I want to put my plug in for a 'better' start dependency model.

The trend I've seen in some of the implementations is to use variations on
a 'run-level' type of mechanism to control the start order.  Ultimately,
that boils down to: each bundle is given a number and that determines the
start order.

The problem with this sort of model is that it assumes that you know the
start level number of your dependencies so you make sure you put your
number so that it follows theirs.  That is, of course, fragile if, for 
some
reason your dependencies need to later adjust their own start levels
because of some dependency that they have!

It would be much better to use a method where we recognize that start 
order
dependencies need to be declared symbolically just like runtime
dependencies.  In the manifest, and using bundle symbolic names.

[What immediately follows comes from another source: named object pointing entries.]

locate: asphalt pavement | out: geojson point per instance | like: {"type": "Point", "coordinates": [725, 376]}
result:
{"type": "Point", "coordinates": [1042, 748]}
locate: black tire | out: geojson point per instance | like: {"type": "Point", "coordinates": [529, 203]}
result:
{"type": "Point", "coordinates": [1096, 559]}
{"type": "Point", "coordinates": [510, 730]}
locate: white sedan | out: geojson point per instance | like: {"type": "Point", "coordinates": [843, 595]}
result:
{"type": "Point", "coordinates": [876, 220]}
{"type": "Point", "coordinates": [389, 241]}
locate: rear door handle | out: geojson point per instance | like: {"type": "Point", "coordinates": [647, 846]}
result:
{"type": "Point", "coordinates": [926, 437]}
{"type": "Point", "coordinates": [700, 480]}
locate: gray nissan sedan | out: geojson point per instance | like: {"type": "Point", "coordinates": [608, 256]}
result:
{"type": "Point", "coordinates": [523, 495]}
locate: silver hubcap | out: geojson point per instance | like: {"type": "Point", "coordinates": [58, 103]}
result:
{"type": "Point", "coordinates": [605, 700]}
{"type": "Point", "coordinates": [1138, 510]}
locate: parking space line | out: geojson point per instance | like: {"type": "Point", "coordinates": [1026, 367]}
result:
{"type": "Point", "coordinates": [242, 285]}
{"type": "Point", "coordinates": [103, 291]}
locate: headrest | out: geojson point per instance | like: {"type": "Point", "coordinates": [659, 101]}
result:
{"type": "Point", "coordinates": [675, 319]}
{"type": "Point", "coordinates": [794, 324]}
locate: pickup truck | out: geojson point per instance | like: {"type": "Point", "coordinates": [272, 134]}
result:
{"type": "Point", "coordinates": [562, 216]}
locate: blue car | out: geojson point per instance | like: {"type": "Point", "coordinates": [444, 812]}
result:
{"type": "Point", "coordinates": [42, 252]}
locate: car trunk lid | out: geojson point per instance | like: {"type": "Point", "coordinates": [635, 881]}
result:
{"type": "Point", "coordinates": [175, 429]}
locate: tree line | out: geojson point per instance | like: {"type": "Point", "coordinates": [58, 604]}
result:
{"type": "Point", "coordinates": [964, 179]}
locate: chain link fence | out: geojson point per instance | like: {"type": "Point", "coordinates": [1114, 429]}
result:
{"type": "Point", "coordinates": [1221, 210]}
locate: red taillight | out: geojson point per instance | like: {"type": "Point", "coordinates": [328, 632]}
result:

In other words, I propose that if we do anything at all in the space of
standardizing start order,  that we create a manifest header for declaring
the start-order dependencies.   The header simply lists those bundles that
this bundle KNOWS it must follow in the start order.

Bundle-StartFollows : <bundle id> [, <bundle id> [, ...]]

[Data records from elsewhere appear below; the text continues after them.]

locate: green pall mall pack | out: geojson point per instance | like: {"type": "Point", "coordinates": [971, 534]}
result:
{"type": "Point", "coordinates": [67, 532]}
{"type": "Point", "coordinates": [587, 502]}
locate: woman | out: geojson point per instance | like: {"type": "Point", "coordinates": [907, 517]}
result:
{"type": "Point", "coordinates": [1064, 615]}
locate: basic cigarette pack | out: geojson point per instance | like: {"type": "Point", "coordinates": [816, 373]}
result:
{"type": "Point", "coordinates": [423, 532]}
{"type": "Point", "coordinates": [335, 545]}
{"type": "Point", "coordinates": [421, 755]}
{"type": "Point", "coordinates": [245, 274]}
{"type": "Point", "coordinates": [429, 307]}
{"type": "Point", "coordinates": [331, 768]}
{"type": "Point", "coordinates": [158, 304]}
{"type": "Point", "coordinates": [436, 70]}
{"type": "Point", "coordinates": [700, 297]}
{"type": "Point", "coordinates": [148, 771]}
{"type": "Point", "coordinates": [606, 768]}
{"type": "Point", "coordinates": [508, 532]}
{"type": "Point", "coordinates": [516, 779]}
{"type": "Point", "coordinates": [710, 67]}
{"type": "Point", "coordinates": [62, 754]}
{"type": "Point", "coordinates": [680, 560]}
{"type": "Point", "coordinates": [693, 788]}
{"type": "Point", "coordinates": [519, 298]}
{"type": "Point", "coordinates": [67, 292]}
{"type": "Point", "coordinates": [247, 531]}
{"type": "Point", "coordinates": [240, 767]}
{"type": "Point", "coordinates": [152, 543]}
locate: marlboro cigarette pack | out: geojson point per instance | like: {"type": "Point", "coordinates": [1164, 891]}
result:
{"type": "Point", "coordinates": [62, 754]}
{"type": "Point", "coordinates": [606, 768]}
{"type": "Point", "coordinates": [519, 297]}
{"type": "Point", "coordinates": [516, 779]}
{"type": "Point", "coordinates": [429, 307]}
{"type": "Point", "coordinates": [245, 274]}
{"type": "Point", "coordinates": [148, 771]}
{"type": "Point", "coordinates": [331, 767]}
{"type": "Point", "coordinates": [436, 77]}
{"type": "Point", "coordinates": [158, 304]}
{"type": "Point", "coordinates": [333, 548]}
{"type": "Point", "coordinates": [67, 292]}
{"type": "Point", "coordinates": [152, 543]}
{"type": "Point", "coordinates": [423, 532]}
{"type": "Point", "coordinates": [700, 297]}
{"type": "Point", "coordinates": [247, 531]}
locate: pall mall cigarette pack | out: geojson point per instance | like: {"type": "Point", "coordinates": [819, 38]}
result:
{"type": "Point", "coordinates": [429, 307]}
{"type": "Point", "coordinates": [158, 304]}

At launch time,  a 'Start Order Resolver' simply scans these values and
resolves the start order.   This order can be cached and reused if there 
is
no change to the configuration.   This order of course, is not applicable
to lazy (classload-initiated) starting.

Thoughts?

-mel

Jeff McAffer <Jeff_McAffer@xxxxxxxxxx> wrote on 02/14/2006 01:50:07 AM:
>
> Your summary of the situation is quite accurate.  One thing that I will
> point out however is that this is really an OSGi thing not an
> Eclipse/Equinox thing.  OSGi explicitly stays out of defining how/when
> bundles are started.  This is great from a spec point of view as it is
> much more flexible.  Its a bit of a bummer from a consumer point of view
> since each framework implmentation does things differently.  Some
> frameworks, for example, have been known to aggressively start all
bundles
> when they are installed.  Other folks have implemented something like 
you

> suggest and have someone that starts bundles for them according to
> whatever policy they want.
>
> We have talked about a couple ideas that might help with using update
> manager and getting bundles started at install time but are focused on 
M5

> right now and have not implemented anything.